Nick Shepherd appreciated the effort of the restored album but found it all bittersweet, since it proved this band could have worked. And that’s even with a couple of Joe’s less stellar songs (‘Dirty Punk’ ’Cool Under Heat’) and without some of Clash II’s best songs (the mournful reggae-rock ‘Galleani’, the Latin-inflected guitar workout 'National Powder', the moody dance rock of ‘In the Pouring Rain’, the furious Dick Dale-tinged face-puncher ‘Jericho’, and the scorching punkabilly ‘Sex Mad War’) even appearing on the album, on account of being impossible to program a 1985 drum machine for.


SYNC LOG: Shortly after posting, this real-life Donnie Darko story trends on Twitter.



º I saw Clash II right around the time of the release of "Pearly Dewdrops' Drop."
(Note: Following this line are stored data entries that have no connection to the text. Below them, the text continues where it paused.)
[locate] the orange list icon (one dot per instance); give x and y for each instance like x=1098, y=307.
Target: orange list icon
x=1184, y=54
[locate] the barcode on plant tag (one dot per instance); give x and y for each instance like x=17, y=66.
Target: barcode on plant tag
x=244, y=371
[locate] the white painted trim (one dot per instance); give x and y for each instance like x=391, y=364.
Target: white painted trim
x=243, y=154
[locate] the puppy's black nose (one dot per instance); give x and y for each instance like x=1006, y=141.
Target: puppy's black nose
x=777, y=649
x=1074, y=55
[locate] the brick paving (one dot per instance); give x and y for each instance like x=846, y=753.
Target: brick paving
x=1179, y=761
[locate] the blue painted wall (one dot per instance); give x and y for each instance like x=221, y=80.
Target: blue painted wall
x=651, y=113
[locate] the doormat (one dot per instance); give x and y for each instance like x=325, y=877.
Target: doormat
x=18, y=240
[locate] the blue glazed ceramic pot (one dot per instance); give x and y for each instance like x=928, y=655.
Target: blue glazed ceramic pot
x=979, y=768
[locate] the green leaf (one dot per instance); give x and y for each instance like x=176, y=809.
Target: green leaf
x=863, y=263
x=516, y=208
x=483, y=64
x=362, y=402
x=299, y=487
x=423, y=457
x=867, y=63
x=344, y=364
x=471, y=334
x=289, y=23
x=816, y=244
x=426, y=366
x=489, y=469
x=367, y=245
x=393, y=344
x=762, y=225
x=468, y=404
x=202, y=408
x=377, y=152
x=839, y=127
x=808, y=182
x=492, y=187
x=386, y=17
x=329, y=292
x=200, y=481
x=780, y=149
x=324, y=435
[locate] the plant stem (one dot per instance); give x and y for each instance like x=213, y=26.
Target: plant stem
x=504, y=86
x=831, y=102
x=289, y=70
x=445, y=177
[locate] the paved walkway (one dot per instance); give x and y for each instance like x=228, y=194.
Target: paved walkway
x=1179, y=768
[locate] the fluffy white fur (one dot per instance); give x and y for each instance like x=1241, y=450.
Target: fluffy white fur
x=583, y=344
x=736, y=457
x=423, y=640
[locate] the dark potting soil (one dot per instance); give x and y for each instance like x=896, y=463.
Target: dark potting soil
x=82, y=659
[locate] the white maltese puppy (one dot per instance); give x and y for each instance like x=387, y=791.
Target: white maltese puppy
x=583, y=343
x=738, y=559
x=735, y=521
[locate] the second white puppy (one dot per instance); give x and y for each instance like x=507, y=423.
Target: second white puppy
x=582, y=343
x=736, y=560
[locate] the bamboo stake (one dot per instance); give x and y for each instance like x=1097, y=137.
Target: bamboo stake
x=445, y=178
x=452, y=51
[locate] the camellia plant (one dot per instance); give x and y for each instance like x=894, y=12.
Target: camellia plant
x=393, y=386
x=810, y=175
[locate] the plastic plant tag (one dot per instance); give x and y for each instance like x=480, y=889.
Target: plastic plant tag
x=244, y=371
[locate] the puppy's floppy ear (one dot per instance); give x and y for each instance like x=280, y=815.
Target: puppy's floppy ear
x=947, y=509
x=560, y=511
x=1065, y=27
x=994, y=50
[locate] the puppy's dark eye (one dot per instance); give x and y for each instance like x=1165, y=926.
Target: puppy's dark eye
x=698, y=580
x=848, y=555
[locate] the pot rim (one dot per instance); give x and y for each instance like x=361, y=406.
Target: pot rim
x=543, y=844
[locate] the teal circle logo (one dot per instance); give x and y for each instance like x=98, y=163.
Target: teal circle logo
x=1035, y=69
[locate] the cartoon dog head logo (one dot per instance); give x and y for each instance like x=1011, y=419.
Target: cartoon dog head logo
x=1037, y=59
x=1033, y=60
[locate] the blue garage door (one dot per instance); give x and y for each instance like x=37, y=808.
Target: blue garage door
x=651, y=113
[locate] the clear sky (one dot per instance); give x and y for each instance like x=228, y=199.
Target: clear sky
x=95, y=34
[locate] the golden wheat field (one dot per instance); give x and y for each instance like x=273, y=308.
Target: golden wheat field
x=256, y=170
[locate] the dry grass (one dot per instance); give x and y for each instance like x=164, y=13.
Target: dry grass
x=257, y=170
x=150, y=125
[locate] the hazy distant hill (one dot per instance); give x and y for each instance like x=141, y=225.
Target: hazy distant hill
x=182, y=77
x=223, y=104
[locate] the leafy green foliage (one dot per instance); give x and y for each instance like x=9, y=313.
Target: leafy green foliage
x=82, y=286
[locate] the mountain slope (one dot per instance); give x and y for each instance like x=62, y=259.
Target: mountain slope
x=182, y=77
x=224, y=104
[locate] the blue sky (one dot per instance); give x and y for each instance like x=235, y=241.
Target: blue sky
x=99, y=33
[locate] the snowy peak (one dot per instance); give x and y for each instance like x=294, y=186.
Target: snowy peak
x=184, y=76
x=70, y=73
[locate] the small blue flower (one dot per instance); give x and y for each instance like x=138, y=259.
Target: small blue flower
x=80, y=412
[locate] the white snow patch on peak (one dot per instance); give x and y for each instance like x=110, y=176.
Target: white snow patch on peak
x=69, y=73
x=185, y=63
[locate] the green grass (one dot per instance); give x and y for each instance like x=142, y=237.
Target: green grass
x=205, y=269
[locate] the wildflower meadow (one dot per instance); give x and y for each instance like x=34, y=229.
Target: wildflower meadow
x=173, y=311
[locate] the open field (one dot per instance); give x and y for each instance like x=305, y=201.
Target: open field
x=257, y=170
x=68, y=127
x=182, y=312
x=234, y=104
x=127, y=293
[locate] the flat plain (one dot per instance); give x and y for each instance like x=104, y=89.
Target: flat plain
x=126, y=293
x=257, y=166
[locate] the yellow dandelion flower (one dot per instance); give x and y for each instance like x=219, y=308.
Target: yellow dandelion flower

*I’d always think of the Dead when I’d see Joe Strummer perform with his last band, The Mescaleros. They were kind of a punk Dead analog in that they offered all the younger fans who’d rediscovered The Clash in the 90s a taste of the old magic. Joe would play plenty of Clash classics along with his newer stoner rock numbers.


† It should be noted that Black Flag was on their 47th or so lineup at the time, and had largely eschewed Hardcore for a fan-repelling update on Fun House-era Stooges with a newly 'roided-up Rollins stomping around and hollering like a hockey jock while only-remaining original member Greg Ginn just plucked a bunch of shit at random and the new rhythm section suppressed their wincing. The latter would both flee the Black Flag shitshow the following year.